Martin Wolf's picture of growth since the 1980s:
SOURCE: MARTIN WOLF, FINANCIAL TIMES |
The graph displays GDP growth summaries for six nations -- "the six biggest high-income economies," Martin Wolf points out. For each nation, the graph shows a cluster of vertical bars. The first bar in each cluster (except the Germany cluster) shows growth for the 1980-2009 period as a whole. The remaining bars in each cluster look at growth by decade.
(The last bar in each cluster shows 2000-2009. The next-to-last bar shows 2000-2007, "that is, before the recent deep recession," as Wolf puts it.

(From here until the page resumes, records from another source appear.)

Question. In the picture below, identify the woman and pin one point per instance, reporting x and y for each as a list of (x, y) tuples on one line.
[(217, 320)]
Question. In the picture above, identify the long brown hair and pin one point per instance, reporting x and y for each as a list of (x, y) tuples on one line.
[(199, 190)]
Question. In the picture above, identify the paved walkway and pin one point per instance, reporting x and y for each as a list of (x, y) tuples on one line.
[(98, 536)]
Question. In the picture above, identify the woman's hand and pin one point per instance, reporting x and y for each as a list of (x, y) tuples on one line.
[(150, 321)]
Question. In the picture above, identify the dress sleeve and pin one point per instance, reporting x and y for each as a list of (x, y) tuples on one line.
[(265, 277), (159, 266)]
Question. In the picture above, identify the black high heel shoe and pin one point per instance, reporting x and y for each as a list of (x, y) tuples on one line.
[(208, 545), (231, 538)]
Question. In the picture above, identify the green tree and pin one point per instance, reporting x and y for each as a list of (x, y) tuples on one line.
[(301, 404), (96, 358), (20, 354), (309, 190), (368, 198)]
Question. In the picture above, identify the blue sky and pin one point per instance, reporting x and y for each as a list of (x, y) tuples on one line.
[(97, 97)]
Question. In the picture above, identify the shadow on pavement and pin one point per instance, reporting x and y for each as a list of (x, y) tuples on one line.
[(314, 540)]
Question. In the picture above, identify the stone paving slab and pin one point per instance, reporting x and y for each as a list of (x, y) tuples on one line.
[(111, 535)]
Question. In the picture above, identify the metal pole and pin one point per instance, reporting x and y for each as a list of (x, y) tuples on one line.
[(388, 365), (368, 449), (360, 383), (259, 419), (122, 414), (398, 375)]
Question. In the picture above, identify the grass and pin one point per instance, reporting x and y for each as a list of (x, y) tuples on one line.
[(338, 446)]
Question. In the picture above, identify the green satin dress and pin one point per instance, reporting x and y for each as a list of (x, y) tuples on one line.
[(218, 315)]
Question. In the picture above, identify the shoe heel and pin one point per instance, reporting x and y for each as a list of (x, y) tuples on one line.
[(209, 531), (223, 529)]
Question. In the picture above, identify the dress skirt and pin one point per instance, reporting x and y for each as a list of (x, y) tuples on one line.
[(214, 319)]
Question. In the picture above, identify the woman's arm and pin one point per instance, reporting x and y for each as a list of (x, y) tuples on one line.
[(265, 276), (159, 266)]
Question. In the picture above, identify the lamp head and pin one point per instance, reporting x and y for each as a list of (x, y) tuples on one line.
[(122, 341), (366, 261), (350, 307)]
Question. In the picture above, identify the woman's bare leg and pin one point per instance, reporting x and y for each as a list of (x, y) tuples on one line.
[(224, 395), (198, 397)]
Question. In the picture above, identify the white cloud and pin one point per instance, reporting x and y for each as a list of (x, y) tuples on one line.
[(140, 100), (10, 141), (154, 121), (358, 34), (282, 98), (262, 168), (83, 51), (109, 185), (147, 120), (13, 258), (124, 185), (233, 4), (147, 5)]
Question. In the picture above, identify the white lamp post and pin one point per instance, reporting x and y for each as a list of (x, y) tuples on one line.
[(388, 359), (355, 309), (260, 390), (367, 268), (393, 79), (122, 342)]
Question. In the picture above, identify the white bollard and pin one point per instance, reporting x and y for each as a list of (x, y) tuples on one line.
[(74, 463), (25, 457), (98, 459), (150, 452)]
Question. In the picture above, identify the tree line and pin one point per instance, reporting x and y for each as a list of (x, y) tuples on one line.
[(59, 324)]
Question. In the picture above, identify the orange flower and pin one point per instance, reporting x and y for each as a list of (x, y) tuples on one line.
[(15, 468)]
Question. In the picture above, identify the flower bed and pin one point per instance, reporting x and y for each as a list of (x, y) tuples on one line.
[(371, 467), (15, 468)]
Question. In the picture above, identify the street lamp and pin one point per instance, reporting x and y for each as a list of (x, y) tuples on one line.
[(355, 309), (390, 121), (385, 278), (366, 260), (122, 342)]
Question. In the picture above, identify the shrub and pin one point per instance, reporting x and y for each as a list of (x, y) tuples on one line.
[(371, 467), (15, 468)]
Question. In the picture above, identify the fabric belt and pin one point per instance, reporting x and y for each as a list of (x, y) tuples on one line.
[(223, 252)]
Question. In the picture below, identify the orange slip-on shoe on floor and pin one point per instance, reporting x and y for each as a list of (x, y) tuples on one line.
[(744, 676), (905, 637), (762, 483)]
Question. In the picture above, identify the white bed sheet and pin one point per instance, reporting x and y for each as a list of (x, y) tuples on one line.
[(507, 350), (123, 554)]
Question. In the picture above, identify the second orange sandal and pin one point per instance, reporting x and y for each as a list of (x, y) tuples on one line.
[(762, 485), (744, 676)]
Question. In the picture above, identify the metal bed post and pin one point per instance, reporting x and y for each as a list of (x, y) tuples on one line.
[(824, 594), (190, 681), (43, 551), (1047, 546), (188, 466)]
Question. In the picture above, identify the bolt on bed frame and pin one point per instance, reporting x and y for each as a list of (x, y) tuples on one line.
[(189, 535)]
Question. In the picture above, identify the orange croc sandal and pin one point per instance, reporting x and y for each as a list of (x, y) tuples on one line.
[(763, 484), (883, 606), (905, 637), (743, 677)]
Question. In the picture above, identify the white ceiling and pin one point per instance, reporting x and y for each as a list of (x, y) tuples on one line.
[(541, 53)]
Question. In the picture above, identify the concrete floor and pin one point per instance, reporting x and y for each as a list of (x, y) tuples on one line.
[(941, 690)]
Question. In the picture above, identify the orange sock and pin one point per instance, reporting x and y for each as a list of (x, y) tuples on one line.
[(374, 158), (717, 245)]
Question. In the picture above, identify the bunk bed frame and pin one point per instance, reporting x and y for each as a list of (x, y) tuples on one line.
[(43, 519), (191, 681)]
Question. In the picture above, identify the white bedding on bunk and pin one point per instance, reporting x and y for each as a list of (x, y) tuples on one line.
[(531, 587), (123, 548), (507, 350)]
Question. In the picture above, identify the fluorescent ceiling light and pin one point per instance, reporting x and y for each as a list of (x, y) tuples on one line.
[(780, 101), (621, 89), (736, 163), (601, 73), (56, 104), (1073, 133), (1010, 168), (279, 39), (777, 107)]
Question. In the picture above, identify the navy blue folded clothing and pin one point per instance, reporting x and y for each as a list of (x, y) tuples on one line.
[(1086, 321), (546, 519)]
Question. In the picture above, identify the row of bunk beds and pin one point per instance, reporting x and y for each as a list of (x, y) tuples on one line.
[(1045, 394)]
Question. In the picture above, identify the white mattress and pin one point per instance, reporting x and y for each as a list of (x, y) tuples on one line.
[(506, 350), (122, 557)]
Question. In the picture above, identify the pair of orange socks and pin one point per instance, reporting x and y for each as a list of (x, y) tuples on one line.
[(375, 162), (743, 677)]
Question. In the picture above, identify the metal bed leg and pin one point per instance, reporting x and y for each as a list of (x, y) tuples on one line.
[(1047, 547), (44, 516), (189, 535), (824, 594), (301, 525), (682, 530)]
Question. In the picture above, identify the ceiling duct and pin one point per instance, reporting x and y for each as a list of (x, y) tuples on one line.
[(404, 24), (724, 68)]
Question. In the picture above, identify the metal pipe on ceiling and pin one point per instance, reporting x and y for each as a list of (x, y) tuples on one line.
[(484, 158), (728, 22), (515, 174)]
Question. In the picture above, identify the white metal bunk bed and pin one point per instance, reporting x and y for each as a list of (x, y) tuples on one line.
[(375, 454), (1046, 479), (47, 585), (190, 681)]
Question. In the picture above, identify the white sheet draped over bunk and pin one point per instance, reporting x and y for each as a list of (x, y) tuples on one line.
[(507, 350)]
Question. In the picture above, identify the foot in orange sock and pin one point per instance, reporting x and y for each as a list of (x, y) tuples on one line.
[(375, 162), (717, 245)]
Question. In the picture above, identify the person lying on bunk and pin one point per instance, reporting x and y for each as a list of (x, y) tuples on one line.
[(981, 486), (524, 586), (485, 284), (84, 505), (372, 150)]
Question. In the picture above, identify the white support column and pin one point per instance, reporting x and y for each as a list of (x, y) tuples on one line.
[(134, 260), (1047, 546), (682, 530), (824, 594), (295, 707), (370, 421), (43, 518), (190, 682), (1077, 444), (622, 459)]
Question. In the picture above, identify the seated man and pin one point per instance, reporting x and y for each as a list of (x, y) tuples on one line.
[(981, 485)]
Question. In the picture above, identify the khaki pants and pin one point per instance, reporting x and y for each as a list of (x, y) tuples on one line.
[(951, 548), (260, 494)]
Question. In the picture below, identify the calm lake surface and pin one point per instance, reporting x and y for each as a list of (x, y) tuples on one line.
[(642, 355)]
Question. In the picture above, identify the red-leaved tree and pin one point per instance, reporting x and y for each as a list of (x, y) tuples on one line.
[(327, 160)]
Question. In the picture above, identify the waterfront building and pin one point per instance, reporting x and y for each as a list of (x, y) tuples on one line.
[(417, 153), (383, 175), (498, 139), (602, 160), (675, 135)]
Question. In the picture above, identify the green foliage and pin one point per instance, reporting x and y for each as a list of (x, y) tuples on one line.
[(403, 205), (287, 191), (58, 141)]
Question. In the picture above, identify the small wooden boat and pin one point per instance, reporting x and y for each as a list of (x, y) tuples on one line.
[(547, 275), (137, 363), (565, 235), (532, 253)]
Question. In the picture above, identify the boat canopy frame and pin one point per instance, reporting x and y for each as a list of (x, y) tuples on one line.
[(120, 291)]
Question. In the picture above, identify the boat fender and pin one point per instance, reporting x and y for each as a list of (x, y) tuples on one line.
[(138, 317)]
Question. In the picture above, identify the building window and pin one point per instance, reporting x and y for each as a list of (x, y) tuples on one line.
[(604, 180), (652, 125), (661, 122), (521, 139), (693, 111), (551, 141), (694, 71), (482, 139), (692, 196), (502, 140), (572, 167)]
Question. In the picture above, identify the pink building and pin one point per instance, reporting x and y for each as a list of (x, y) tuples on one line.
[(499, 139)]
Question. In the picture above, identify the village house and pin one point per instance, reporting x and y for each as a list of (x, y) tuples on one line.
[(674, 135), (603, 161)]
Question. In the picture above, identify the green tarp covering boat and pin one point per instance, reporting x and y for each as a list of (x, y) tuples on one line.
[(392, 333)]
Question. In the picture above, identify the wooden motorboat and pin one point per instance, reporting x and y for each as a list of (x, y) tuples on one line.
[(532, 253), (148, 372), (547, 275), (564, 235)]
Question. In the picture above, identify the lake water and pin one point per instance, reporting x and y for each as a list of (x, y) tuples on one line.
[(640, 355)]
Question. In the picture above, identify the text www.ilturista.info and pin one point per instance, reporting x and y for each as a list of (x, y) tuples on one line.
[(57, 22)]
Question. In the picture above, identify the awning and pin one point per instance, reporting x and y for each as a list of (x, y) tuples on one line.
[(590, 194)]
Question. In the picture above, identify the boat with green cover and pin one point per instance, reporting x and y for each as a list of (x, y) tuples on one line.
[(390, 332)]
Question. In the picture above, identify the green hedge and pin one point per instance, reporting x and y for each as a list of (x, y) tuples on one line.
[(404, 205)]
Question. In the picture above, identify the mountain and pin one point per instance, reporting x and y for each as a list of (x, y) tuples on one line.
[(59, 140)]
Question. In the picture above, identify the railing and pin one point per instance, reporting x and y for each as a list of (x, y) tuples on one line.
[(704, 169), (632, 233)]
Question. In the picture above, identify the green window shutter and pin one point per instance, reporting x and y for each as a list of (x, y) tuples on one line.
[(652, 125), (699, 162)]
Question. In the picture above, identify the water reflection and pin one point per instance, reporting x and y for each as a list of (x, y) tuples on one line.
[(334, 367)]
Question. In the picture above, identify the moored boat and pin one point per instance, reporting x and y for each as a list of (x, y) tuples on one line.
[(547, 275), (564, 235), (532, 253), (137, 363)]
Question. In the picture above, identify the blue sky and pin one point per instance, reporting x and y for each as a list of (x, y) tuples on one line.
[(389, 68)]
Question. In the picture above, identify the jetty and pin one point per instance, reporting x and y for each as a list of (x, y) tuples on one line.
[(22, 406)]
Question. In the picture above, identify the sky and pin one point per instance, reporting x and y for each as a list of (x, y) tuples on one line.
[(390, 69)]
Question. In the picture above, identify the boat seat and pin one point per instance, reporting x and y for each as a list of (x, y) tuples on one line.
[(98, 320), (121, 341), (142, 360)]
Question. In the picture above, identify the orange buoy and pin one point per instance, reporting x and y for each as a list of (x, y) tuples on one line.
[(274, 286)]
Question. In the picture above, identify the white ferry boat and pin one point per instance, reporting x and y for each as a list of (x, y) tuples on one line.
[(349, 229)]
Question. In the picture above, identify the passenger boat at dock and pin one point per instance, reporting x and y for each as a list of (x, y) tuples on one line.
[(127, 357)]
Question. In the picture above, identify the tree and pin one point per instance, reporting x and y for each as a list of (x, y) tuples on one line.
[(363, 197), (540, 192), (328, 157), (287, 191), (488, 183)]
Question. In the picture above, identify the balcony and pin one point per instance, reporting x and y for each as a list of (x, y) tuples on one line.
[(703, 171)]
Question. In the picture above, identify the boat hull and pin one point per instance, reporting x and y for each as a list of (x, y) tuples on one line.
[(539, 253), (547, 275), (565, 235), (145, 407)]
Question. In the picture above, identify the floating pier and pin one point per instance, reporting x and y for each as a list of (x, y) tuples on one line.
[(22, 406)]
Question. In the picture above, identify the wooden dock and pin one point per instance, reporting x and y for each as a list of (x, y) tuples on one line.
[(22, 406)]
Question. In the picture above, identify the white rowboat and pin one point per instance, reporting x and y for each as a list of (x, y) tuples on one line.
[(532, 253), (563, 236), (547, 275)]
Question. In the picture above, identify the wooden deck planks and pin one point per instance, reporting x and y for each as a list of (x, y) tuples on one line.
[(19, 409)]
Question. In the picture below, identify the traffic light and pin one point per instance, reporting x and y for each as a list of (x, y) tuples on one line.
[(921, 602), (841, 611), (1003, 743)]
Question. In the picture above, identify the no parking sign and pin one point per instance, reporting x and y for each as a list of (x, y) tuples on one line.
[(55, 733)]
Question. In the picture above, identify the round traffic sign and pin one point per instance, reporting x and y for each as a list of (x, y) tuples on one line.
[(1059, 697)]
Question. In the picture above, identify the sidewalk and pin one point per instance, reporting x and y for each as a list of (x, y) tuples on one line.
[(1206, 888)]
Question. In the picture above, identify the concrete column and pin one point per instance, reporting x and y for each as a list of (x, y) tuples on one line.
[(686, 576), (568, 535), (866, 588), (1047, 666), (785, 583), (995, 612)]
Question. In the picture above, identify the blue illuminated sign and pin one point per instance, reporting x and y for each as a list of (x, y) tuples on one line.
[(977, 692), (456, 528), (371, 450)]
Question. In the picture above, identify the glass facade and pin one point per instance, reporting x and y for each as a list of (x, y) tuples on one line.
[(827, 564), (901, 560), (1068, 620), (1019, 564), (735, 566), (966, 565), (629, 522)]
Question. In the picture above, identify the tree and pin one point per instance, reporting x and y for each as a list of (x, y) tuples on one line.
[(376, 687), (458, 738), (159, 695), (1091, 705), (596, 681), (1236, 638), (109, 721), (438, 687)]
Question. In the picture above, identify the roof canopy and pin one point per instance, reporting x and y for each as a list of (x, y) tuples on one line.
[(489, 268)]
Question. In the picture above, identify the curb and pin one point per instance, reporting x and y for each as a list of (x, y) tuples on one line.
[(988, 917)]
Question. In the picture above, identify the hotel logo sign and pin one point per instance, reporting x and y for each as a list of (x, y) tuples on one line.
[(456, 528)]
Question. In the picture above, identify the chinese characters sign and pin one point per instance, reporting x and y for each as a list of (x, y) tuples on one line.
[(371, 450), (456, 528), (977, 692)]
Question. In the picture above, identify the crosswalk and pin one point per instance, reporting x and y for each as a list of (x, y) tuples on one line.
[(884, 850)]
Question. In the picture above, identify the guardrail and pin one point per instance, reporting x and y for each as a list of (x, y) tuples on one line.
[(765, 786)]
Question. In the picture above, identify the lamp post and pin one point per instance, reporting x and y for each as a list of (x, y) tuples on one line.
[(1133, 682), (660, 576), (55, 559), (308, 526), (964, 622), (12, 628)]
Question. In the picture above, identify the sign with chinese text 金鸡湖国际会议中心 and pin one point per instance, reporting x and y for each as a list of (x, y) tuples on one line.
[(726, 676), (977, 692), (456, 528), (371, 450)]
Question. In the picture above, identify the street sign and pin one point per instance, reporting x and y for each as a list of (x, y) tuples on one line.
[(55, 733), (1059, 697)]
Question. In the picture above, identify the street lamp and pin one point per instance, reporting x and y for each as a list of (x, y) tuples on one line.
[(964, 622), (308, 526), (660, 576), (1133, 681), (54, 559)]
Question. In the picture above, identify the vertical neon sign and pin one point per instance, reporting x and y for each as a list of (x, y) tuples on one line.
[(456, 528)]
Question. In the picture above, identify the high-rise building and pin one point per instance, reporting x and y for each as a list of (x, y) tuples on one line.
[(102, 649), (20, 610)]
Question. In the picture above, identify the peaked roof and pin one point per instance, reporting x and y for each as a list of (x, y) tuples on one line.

The cluster for Germany shows only three bars, because the numbers are for "United Germany," and "All-German data are unavailable for the entire period.")
(In order to look at growth-by-decade I ignore the first bar where it represents the whole 1980-2009 period. To simplify this presentation I ignore the last bar, which basically duplicates the 2000-2007 bar. We take it as given that the growth of 2000-09 is slower than that of 2000-07 due to the sad events of 2008 and 2009.)
For Germany, the graph shows slower growth in the 2000s than the 1990s.
For France, the graph shows slower growth in the 2000s than the 1990s, and slower in the 1990s than the 1980s.
For Italy, the US and the UK, it is the same as France: Older is better; newer is slower, newest is slowest. Japan is the only nation of the six to show any improvement at all. For Japan, the 1980s were very good, the 1990s were very bad, and then for 2000-07 things were up a bit.
For Germany, two time periods and one decline. For France, Italy, the US and the UK, three periods and two declines. Each. For Japan, three periods, one step down and one step up. I count eleven steps in total: ten go down, one goes up.
Out of 11 flips of a coin, the chance of getting heads once and tails ten times is eleven out of 2048 -- check me on that -- or about 1 in 186 tries. Not much chance that Martin Wolf's downhill trend is just bad luck.